Our culinary future is in safe hands.

That's certainly my takeaway after observing the collective skill, imagination, discipline and passion on display at the 13th annual Minnesota State ProStart Invitational. The cooking competition, which drew students from 18 high schools across the state, took place March 7 at an all-day gathering.

But for the chefs-in-training participants, planning — and practice, practice, practice — began months earlier.

The Burnsville High School team — Abdikadir Abdullahi, Felix Bunnithi, Calvin Cheng and Hannah Topping — started their efforts in October; it's the third year that the school has fielded a team. All four are enrolled in Burnsville's popular Culinary Arts and Hospitality Management Pathway, which is one of many pre-career disciplines offered by the school, and its courses attract nearly 300 students. They were led by coach (and BHS culinary arts instructor) Matt Deutsch and mentor Amy Carter, executive chef of product development for Lunds & Byerlys.

The competition requires a significant time commitment. The Burnsville team gathered once a week after classes in the school's culinary lab for more than five months. For the last three months of 2018, they brainstormed menu ideas and nailed down recipe details. From January onward, Monday afternoons were devoted to challenging practice sessions, with Deutsch and Carter scrutinizing every aspect of their performance and providing feedback.

"People don't think that this is like a sport, but it is," said Carter. "It's all about practice, skill and teamwork. And it lets them know if they have interest in it as a career, if they can take the pressure, the repetition and the attention to detail that goes into professional cooking."

For the competition, teams must create an appetizer, entree and dessert, then prepare two plates of each; one is for tasting, the other for display.

Evaluation comes via a phalanx of judges — chefs, hospitality industry professionals, educators and other volunteers — across a wide range of parameters: knife skills, sanitation and food safety, flavor, menu and recipe presentation, cost control and more. (A second competition, on restaurant management, garnered five teams; each developed a business proposal for a new restaurant concept.)

It's no cakewalk. At the competition, students have 20 minutes to set up their stations, and an hour to cook. There's no electricity or running water; the only heat source is a pair of gas-fueled burners and the work surfaces are a pair of long tables arranged in a 10- by 10-foot space.

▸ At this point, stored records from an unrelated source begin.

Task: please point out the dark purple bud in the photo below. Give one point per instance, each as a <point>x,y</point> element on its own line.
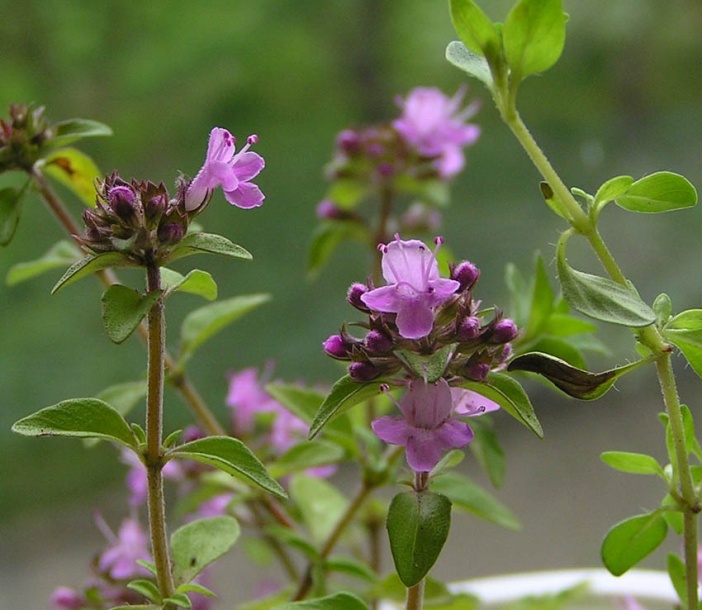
<point>377,342</point>
<point>354,294</point>
<point>477,371</point>
<point>363,371</point>
<point>328,210</point>
<point>468,329</point>
<point>348,141</point>
<point>466,274</point>
<point>504,331</point>
<point>170,233</point>
<point>122,201</point>
<point>336,347</point>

Given the tight quarters and the ever-looming time constraint, teamwork is of the essence.

So is ingenuity. Team Burnsville tapped a stovetop camping oven for their dessert's key component, an olive oil cake. They called upon a hand-cranked ice cream maker to create a mango sorbet, and filled a portable stovetop smoker with aromatics (tea, green onions, ginger and cilantro) to prepare the entree's centerpiece, sea bass with bok choy.

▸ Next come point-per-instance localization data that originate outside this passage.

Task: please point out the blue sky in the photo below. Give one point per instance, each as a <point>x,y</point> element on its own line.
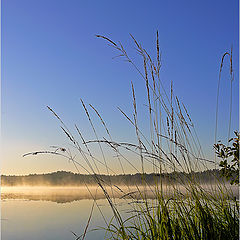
<point>50,56</point>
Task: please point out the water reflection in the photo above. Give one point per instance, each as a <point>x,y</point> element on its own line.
<point>70,194</point>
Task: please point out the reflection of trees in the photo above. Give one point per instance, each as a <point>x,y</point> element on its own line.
<point>62,178</point>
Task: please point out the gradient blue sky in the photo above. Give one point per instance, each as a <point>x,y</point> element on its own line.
<point>50,56</point>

The invitational, which filled a large conference center at the Mounds View headquarters of food giant Sysco, generated an impressive array of dishes: scallop crudo, lobster-filled tortellini with brown butter, honey-glazed duck breast with duck fat-fried potatoes, sesame-crusted red snapper with ginger-infused carrots.

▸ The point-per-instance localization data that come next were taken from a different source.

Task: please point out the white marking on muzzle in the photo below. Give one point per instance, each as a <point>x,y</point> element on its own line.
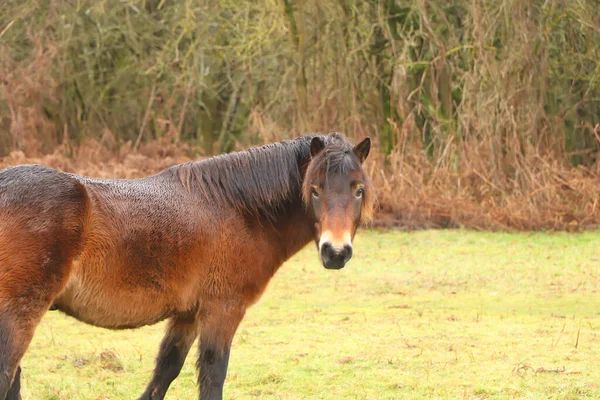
<point>335,242</point>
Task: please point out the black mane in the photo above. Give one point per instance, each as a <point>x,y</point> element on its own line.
<point>259,180</point>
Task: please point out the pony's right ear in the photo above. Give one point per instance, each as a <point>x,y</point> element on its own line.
<point>316,146</point>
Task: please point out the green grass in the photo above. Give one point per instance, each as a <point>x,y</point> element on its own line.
<point>426,315</point>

"It's insane to see how much better this gets every year," said Andrew Kraft, chef/owner of the Bungalow Club in Minneapolis and a five-time ProStart judge. "So many of the dishes that we saw are restaurant quality. I'd take these cooks in my kitchen any day of the year."

He's not exaggerating. "I think Felix got six job offers," said Deutsch with a laugh.

Burnsville didn't have a monopoly on inventive cooking tools. Other teams enlisted a hand-crank blender and a pressure cooker, but perhaps the most resourceful was when Adrianna Winter of S.T.E.P. Anoka placed an upside-down round cake-pan inside a Dutch oven and improvised a flat-top grill to brown the raspberry-kiwi fruit Pavlovas she prepared for dessert.

Teams cooked in shifts, starting roughly every 30 minutes, with the action progressing for nearly five nerve-racking hours.

"This is very rewarding to be working with the students, and a lot of fun," said Tim Murray, co-owner of Murray's in downtown Minneapolis and the chair of the Hospitality Minnesota Education Foundation, the event's sponsor.

Results? Elk River High School teams took home the punch-bowl-sized first-place trophies in both the culinary and management competitions, which means that Riley Hogan, Taylor Kline, Kaden Odegaard, Taylor VanHoutan, Ben Greni, Larkin Clem and Sarah Johnson will compete in the National ProStart Invitational in Washington, D.C., in May, led by their instructor, Monique Sabby.

"You want kids to be excited for an industry that's starving for talent," she said.

In the culinary competition, Hopkins High School took second place and Pillager High School won third place, and in the management competition, Sauk Rapids High School won second place and Rogers High School came in third place.

As for the Burnsville team, Deutsch was pleased with its performance.

"They did great," he said. He did, too; Deutsch was named the 2019 Minnesota ProStart Educator of Excellence.

Abdullahi is a senior, and is the only member of the team with previous ProStart Invitational experience. Bunnithi is a junior, and Cheng and Topping are sophomores. Will all three return next year?

"Yep," they said in unison, smiling.